SEVEN historic wooden boats from Faroe are set to visit Shetland in June.
The ships – two of which date back to 1884 – will stop off in Lerwick after visiting Denmark as part of celebrations marking the centenary of the Faroese flag.
The fleet aims to be in Lerwick on 13 and 14 June and the ships will be open to the public.
The visit comes courtesy of Faroese Association of Wooden Sailing Ships, or Felagið Føroysk Træseglskip.
“Our bonds with Shetland are long-standing and very close, not least through the many aspects we share in our maritime history and heritage,” the group said.
“While in Lerwick the ships are open to the public so people can visit the seven ships and speak with members of the crew about the ships and the old relationship between Shetland and Faroe Islands.”
The Faroese flag was designed in the Danish capital in 1919 by Faroese students and was presented to the public on 2 June 1919 in a park to the north of Copenhagen.
The 2019 Faroese Flag Flotilla will first visit Denmark, taking in the cities of Århus and Copenhagen, before stopping off in Lerwick on the way back to Faroe.

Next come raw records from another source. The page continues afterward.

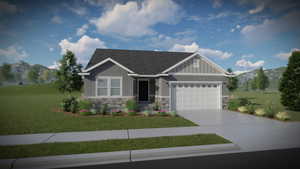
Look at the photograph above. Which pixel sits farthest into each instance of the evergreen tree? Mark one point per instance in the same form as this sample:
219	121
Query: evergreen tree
290	83
232	81
68	79
262	81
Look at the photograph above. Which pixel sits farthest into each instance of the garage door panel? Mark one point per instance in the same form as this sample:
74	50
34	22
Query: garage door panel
196	96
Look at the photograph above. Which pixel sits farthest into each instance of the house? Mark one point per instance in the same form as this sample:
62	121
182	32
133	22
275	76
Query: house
176	80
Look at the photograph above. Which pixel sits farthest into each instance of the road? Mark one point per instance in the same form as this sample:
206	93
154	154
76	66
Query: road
286	158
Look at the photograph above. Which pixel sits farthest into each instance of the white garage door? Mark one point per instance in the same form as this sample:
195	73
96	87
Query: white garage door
192	96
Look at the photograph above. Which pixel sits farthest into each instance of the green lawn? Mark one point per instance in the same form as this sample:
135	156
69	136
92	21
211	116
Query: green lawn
264	98
108	145
33	109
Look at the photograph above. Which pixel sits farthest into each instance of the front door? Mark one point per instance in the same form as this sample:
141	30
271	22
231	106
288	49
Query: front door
143	90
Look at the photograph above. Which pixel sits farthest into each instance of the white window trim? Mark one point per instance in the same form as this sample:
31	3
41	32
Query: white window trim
109	86
138	90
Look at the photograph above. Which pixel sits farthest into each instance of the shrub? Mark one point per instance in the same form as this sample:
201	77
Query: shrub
162	113
131	105
243	109
250	108
260	112
282	116
172	113
156	106
270	110
132	113
85	104
84	112
70	104
104	109
115	112
233	104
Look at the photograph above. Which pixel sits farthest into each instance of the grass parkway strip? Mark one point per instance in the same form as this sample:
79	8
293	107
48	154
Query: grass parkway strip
48	149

Five of the seven vessels due to visit Shetland have been deemed worthy of preservation by the National Museum of the Faroe Islands.
The Johanna TG 326 and the Westward Ho TN 54 were built in England in 1884.

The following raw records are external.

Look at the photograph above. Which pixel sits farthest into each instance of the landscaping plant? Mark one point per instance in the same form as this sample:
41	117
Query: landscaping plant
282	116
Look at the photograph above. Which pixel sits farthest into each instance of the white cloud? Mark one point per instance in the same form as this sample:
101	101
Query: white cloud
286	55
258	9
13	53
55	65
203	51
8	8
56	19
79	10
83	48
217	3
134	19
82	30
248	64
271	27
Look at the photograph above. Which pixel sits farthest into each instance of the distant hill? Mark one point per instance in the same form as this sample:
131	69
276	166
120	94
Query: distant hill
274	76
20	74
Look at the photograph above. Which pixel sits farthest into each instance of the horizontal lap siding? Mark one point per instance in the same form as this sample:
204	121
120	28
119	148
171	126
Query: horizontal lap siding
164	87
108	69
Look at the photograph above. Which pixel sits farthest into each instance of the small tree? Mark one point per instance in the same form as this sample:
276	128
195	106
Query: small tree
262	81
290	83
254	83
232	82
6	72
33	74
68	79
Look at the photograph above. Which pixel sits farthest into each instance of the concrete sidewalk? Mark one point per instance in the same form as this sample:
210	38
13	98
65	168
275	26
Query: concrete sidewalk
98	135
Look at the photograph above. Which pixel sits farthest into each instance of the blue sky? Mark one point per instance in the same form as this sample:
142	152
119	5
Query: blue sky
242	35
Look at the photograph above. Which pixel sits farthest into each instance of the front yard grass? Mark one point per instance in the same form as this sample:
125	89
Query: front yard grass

They will be joined by the Dragin KG 212 built in Copenhagen in 1945, and the five years older Thorshavn.
Norðlýsið TN 24 built at the Torshavn shipyard in 1945 will also head out to sea.

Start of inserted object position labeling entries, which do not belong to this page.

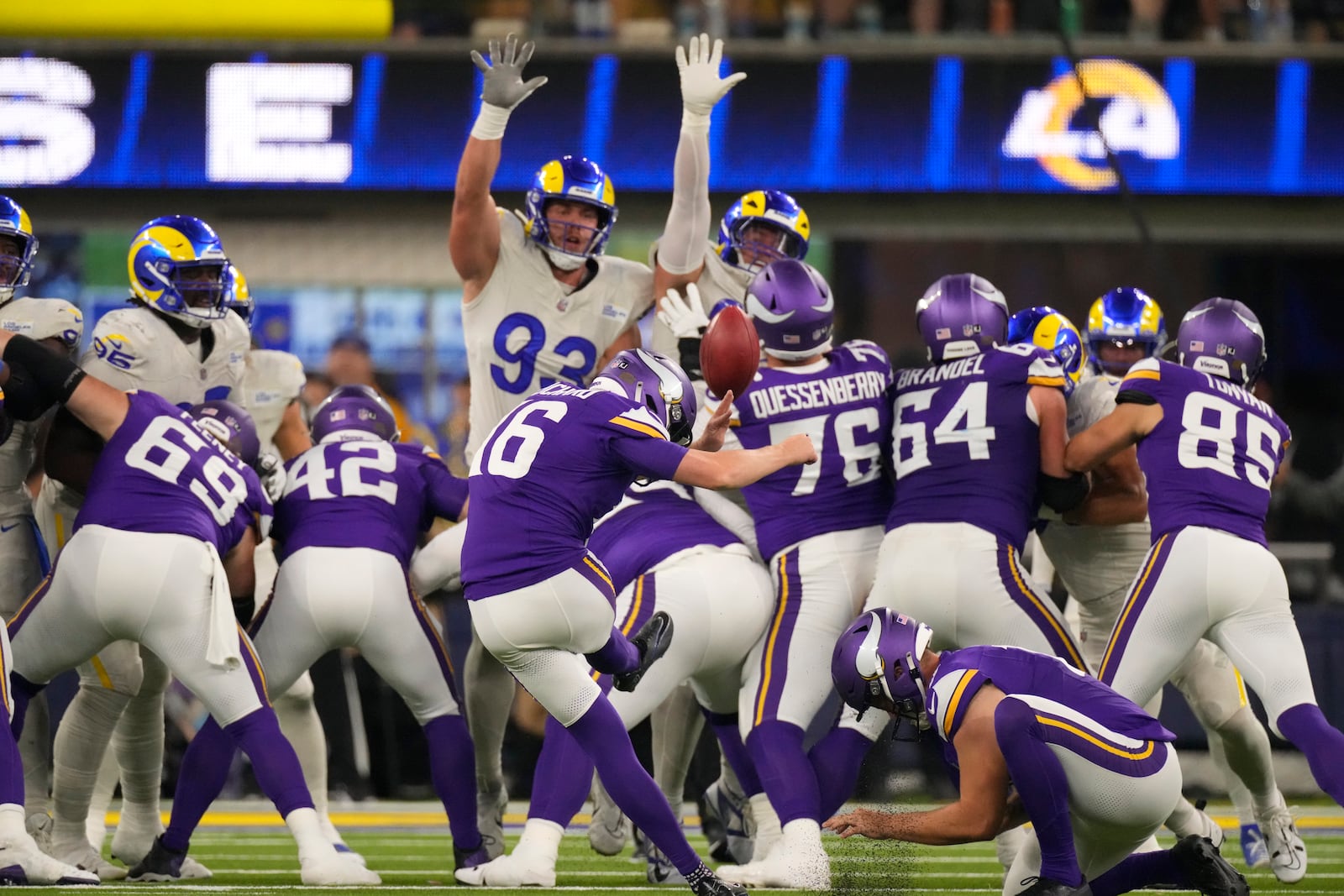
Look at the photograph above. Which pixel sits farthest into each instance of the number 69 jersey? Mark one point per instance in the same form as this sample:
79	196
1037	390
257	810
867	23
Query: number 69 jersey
365	495
160	473
1211	458
843	402
965	443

Two motorised boats will feature in the fleet – the Heimdal VA 151 and the Norðan KG 334 designed and built by celebrated boat builder Lias í Rættará in Torshavn in 1919 and 1945 respectively.
The daily maintenance and running of all the vessels is taken care of by a dedicated circle of “ship friends” who are interested in the preservation of this cultural heritage.
Johanna and Westward Ho are both ships known in Faroese as slupp – ‘smack’ in English – that were imported from England and Scotland from the late 1870s until the 1930s.
These vessels helped to transform the Faroe Islands from a farming to a fisheries-based society and also to a modern cash-based economy.
There were over 130 ‘smacks’ active in their heyday in the Faroe Islands, but today only Johanna and Westward Ho survive.